题目¶
原题地址: https://leetcode.com/problems/find-minimum-in-rotated-sorted-array-ii/
Suppose an array of length n sorted in ascending order is rotated between 1 and n times. For example, the array nums = [0,1,4,4,5,6,7] might become:
[4,5,6,7,0,1,4] if it was rotated 4 times. [0,1,4,4,5,6,7] if it was rotated 7 times.
Notice that rotating an array [a[0], a[1], a[2], ..., a[n-1]] 1 time results in the array [a[n-1], a[0], a[1], a[2], ..., a[n-2]].
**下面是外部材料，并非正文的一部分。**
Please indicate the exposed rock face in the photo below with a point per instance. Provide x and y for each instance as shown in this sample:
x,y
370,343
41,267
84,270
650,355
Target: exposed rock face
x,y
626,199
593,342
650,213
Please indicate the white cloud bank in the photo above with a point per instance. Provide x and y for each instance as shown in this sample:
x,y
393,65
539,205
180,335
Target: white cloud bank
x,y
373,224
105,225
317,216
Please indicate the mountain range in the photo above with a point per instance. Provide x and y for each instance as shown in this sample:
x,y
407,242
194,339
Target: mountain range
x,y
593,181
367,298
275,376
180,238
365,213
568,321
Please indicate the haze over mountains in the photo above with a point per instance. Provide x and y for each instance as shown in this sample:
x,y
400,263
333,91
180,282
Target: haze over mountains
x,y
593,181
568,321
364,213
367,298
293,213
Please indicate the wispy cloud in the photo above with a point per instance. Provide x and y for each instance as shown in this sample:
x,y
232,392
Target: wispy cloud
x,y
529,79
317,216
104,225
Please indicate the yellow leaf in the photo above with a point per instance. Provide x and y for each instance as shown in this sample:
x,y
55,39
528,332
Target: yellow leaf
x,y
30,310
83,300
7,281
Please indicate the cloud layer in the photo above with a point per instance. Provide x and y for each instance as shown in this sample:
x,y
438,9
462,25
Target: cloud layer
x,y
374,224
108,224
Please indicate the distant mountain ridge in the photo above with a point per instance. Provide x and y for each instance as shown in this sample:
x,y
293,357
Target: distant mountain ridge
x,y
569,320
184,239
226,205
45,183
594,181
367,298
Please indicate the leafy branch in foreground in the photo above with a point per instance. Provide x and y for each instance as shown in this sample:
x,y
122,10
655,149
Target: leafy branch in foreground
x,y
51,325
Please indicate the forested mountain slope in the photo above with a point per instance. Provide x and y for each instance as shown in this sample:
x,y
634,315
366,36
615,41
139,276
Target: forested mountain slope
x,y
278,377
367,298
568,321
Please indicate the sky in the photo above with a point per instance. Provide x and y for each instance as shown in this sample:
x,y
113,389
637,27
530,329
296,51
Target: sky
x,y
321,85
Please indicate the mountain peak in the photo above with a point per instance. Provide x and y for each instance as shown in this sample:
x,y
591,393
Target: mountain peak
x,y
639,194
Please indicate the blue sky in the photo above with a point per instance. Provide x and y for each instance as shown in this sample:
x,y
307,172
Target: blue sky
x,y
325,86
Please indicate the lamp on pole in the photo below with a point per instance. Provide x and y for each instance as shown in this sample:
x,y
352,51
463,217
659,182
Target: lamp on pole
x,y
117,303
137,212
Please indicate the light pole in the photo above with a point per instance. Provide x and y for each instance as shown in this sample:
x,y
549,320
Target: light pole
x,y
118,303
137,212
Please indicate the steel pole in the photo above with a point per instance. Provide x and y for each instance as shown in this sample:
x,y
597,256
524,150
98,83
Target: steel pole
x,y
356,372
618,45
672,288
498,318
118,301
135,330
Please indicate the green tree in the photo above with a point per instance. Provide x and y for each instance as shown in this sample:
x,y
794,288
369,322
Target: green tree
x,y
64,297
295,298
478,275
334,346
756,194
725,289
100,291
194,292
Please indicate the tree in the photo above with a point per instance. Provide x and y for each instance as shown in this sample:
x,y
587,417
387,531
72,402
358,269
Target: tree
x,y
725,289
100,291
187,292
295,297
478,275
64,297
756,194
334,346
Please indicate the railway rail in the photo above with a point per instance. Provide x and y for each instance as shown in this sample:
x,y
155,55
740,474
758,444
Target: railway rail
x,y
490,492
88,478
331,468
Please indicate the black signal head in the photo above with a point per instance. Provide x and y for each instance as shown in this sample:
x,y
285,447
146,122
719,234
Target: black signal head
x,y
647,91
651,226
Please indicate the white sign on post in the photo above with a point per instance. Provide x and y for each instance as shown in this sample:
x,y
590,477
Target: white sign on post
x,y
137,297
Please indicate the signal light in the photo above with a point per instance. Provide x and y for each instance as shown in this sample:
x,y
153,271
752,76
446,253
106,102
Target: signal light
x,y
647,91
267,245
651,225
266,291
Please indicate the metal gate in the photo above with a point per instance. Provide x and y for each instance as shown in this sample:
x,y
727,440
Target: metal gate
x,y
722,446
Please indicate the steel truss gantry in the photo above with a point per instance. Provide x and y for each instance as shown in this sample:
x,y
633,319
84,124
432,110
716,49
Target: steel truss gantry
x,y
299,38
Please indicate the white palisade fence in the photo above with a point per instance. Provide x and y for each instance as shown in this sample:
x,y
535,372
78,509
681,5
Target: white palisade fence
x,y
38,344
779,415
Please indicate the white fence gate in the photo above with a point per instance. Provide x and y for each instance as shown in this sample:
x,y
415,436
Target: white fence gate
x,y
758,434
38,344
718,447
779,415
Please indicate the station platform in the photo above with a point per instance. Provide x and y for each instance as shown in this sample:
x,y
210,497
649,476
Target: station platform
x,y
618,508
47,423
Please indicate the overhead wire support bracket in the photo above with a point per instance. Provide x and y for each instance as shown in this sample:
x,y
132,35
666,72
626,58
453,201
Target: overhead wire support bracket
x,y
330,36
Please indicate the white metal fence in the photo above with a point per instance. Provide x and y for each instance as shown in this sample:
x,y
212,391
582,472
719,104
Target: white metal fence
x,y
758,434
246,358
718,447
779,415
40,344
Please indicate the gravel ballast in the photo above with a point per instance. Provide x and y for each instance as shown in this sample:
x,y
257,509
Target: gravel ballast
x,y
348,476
Given the sorted rotated array nums that may contain duplicates, return the minimum element of this array.
Example 1:
Input: nums = [1,3,5] Output: 1
Example 2:
Input: nums = [2,2,2,0,1] Output: 0
题目大意是,给一个旋转过的数组(这个数组旋转前是个有序数组,旋转操作会把数组元素按循环往后移。 比如,旋转一次就是把元素往后移动一次,结果就是原来的最后一个元素后移一位变成了第一个元素,其他元素也都后移了一位), 找出这个数组中最小的那个元素,数组中的元素的值不是唯一的,可能有重复的值。
解法¶
这个题跟前面 153. Find Minimum in Rotated Sorted Array 基本是一样的,区别就是这里数组的元素的值不是唯一的。 因为数组中元素的值可能有重复的话,所以二分查找的时候不能每次缩短一半而是缩小一个元素的方式去查找
这个思路的 Python 代码类似下面这样:
class Solution:
def findMin(self, nums):
if len(nums) <= 2:
return min(nums)
left = 0
right = len(nums) - 1
while left < right:
mid = left + (right - left) // 2
if nums[mid] < nums[right]:
right = mid
# 虽然相等,但是不一定在左边还是右边,
# 比如 [1, 2, 2] [3, 3, 1, 3]
elif nums[mid] == nums[right]:
right = right - 1
else:
left = mid + 1
return nums[right]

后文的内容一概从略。